The new nodes (GLDNT1_INDEX and SSTN1_INDEX) are only introduced to keep performGatherLoadCombine and performScatterStoreCombine relatively clean.

But maybe I shouldn't introduce them if they're always meant to be replaced with SPLAT_VECTOR + MUL + GLDNT1?

Just a quick note: this patch is formatted consistently with the files that it touches. Since these files diverge from the official clang-format rules, clang-format pre-merge checks failed.

If I'm following correctly, you don't actually create any SSTNT1_INDEX nodes? You're just using it as a placeholder in the call to performScatterStoreCombine? I guess that's not a big deal.

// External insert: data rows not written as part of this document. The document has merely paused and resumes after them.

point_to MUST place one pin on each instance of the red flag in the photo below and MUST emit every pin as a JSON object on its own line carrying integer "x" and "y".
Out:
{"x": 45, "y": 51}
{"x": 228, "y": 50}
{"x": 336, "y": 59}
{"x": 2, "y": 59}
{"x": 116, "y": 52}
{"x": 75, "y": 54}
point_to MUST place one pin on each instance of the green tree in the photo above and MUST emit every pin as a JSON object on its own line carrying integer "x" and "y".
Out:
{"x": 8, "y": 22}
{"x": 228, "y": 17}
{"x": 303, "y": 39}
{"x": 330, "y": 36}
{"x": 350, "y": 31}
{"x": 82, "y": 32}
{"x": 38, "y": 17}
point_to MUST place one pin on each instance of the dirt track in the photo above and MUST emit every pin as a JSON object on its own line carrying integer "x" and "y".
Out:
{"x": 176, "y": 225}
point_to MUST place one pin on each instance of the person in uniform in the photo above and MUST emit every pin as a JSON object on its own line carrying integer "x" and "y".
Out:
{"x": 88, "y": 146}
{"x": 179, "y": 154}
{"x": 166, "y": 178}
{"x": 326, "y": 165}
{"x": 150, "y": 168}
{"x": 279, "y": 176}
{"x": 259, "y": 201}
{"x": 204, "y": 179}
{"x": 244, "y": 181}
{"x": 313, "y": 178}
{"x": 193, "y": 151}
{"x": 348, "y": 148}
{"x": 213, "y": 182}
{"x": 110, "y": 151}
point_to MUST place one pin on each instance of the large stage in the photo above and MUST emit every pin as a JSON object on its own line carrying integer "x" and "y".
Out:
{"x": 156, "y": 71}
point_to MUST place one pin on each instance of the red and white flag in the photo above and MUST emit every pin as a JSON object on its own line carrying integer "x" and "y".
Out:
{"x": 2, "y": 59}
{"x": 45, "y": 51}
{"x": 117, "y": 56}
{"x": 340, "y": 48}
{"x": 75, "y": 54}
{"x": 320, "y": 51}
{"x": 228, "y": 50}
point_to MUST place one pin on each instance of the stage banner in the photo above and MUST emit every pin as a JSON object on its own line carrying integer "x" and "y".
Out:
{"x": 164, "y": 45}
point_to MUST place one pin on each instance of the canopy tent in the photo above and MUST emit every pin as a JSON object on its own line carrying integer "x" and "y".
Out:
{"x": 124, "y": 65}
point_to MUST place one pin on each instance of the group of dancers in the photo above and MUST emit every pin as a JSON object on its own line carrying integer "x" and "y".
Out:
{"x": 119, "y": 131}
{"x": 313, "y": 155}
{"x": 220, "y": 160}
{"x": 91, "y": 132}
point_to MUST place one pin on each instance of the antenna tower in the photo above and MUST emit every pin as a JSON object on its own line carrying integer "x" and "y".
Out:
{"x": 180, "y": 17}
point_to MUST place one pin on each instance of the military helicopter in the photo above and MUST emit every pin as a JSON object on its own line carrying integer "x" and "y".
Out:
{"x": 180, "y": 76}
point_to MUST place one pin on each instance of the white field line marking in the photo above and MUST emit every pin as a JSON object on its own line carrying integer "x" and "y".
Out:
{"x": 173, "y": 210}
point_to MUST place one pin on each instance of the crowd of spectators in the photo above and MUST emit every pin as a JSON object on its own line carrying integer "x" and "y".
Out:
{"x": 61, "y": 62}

llvm/test/CodeGen/AArch64/sve2-intrinsics-nt-gather-loads-64bit-scaled-offset.ll
13

"mul"? Can we make a shift instead?

andwar marked an inline comment as done.Mar 5 2020, 5:34 AM

If I'm following correctly, you don't actually create any SSTNT1_INDEX nodes? You're just using it as a placeholder in the call to performScatterStoreCombine? I guess that's not a big deal.

Correct. Same for LDNT1_INDEX. I'm only using these nodes to uniquely identify scatters/gathers that:

  • are non-temporal
  • use the "scalar + vector of indices" addressing mode.

It's not great, but I think it's the least intrusive way of identifying these cases.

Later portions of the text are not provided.